Using the database of protein profiles PROSITE determine the positions of conserved motifs (profiles) in one of the human proteins involved in RNA splicing, 9G8 (Accession NP_001026854). Using the resources of ENTREZ system, determine how many exons are in the 9G8 gene, and which of these exons contain the sequences encoding the found motifs.

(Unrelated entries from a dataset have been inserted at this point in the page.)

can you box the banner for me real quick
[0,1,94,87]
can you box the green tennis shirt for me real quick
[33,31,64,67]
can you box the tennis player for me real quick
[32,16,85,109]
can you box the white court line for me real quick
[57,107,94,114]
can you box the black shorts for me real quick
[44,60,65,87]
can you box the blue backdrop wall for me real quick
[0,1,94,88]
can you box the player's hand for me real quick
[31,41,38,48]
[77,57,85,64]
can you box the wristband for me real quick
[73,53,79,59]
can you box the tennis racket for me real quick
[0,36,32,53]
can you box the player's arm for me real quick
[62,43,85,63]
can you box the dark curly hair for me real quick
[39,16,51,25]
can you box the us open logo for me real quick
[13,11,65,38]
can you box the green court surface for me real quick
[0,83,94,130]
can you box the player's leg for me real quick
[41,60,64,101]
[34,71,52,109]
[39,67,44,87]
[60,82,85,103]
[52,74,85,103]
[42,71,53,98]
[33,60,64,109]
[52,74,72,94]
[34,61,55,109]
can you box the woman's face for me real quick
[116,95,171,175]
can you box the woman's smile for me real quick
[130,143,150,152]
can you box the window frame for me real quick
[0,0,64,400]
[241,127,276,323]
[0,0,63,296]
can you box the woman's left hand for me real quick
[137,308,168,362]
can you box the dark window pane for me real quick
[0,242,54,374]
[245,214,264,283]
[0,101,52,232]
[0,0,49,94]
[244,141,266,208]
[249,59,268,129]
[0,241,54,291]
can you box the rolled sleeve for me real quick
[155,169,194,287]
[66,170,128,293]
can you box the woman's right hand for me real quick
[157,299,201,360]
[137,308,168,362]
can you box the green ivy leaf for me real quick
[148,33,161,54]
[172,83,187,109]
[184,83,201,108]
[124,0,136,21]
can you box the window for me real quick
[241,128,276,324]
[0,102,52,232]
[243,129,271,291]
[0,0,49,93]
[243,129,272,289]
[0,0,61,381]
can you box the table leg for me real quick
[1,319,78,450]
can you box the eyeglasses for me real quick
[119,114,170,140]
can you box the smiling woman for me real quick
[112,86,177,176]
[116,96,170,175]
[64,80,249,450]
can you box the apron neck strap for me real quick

Assignments 11-12: deadline April 20, 2009
IMPORTANT: Exercise 11 is preferably to be performed at one of University computers (in any case, a University email should be submitted at the server input form), because the PSIPRED server description contains a statement about a distinction between academic and commercial users. For academic ones, no problems (no registration, passwords, etc.), the result is simply sent to your e-mail. Other e-mails (e.g. your private accounts, especially hotmails etc.) may be considered as commercial ones, with more complicated procedure of using the server.
(0.15 pt) It is known that the secondary structures of RNA-binding proteins Hfq contain specific structural motif: the N-terminal alpha helix followed by several beta strand regions. Using PSIPRED protein secondary structure prediction program (www.psipred.net), predict the secondary structure of Hfq protein from Mesorhizobium loti (accession NP_102205).
How many helices and beta strand regions are predicted? What are their lengths? Is the predicted secondary structure consistent with the motif description, mentioned above?
(0.15 pt) Some RNA molecules have alternative secondary structures with close values of free energy. For the sequence given below

ACAGGUUCGCCUGUGUUGCGAACCUGCGGGUUCG
predict the folding, using the program mfold (www.bioinfo.rpi.edu/applications/mfold). What is the free energy of the lowest energy conformation? Free energy of the structure 2? What are the main secondary structure elements in these structures?